The World of the End by Ofir Touche Gafla (Tor Books)
As an epilogist, Ben Mendelssohn appreciates an unexpected ending. But when that denouement is the untimely demise of his beloved wife, Ben is incapable of coping. Marian was more than his life partner; she was the fiber that held together all that he is. And Ben is willing to do anything, even enter the unknown beyond, if it means a chance to be with her again.
One bullet to the brain later, Ben is in the Other World, where he discovers a vast and curiously secular existence utterly unlike anything he could have imagined: a realm of sprawling cities where the deceased of every age live an eternal second life, and where forests of family trees are tended by mysterious humans who never lived in the earthly world. But Ben cannot find Marian.

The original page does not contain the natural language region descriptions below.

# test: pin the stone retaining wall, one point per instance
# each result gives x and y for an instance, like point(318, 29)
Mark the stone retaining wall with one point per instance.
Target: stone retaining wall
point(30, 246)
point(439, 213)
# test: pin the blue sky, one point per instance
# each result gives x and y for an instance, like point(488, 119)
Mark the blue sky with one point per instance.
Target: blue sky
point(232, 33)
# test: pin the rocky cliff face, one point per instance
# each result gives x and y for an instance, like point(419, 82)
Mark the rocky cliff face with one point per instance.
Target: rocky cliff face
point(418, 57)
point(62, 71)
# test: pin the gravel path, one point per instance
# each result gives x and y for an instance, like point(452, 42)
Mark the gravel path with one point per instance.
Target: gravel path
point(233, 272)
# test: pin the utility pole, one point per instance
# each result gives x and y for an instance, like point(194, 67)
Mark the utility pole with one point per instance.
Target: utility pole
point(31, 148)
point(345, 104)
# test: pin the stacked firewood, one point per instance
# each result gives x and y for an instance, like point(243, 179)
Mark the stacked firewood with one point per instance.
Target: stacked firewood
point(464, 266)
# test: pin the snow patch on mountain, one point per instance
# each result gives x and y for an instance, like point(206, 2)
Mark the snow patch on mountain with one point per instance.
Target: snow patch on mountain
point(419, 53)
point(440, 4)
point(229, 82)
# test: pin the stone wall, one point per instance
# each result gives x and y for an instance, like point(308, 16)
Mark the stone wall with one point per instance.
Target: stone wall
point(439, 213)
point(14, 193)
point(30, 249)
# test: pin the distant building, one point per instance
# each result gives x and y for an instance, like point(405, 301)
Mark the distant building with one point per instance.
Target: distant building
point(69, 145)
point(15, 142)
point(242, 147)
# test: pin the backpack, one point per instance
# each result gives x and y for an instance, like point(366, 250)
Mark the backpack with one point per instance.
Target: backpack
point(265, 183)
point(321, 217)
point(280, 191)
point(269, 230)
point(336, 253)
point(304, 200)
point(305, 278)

Desperate for a reunion, he enlists an unconventional afterlife investigator to track her down, little knowing that his search is entangled in events that continue to unfold in the world of the living. It is a search that confronts Ben with one heart-rending shock after another; with the best and worst of human nature; with the resilience and fragility of love; and with truths that will haunt him through eternity.